What They Do: Creatives-focused job platform
Amount Raised: $8M new funding
Key Investors: Thirty Five Ventures, Tornante Company (Michael Eisner), Link Ventures, Kevin Yorn (lawyer for Scarlett Johansson and Matthew McConaughey)
The Rundown: It feels like I write about a new industry specific job platform almost weekly. This one is for the creatives space and features over 2K of the biggest brands in the industry, including Nickelodeon, Discovery, Comcast, PBS, and others. These companies are hiring for creative positions in animation, video editing, branding, and more.
One of the key differentiating factors of the platform is how it promotes creatives’ portfolios as a key part of the hiring process.
Why will this company see great success? The names behind it—not only the key investors mentioned above, but also the original investors including Shari Redstone, chairman of Paramount, and Aryeh Buorkoff’s LionTree, arguably one of the most powerful banks in the world of media.
What They Do: Platform for connecting lawyers and plaintiffs in the personal injury space
Amount Raised: $6.9M seed round extension
Lead Investors: Divergent Capital and Charge Ventures
The Rundown: Justpoint has found success in a really interesting niche and offer value to both plaintiffs and lawyers. Through Justpoint’s predictive analytics, plaintiffs are able to find the lawyer that is the best fit for them. Lawyers alternatively are able to quickly understand a plaintiff’s case, and have the platform handle back office tasks.
The company works with over 1,000 law firms in 33 states with a database of over 300,000 historical claims. With these funds, Justpoint will expand into other areas of the law, looking to make the legal process easier, more equitable, and just for all.
What They Do: Looking to disrupt
Amount Raised: $5.2M series seed 2
Lead Investors: American Family Ventures and MassMutual Ventures
The Rundown: Pandella looks to disrupt the life insurance market by offering a highly intuitive experience for consumers where they can secure a plan in minutes, without a medical exam.
Legacy industries like life insurance are incredibly disruptable, and a big reason why I think Pandella will be successful is their founder and CEO Bob Gaydos, who’s worked in the health benefits industry for decades.

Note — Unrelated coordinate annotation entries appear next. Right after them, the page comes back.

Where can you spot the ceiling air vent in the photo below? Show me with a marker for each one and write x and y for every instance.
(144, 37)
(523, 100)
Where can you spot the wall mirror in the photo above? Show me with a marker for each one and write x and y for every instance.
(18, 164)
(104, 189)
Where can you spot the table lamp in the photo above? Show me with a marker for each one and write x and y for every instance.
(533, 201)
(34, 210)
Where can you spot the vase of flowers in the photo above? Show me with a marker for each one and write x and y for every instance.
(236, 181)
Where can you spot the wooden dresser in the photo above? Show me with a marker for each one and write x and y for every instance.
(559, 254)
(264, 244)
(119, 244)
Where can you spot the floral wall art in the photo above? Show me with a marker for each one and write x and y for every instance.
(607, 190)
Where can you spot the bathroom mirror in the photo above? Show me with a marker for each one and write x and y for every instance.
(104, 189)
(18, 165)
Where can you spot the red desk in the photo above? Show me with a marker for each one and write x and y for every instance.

This is likely what American Family and MassMutual are thinking too.
What They Do: Bringing generative AI to e-commerce
Amount Raised: $1.1M seed round
Lead Investors: Inovia Capital, AIX Ventures, Forum Ventures
The Rundown: The e-commerce revolution is real and many companies are taking a bite at the apple! Bloom is a company that looks to bring artificial intelligence to the e-commerce experience by pixel tracking consumers’ actions on a website, then personalizing them to each consumer. This leads to an increase in sales for e-commerce companies with zero action needed on their end.
E-commerce sites using Bloom have seen an increase in conversion rates of 5-14%. This company is in the right place at the right time and will be an interesting one to follow!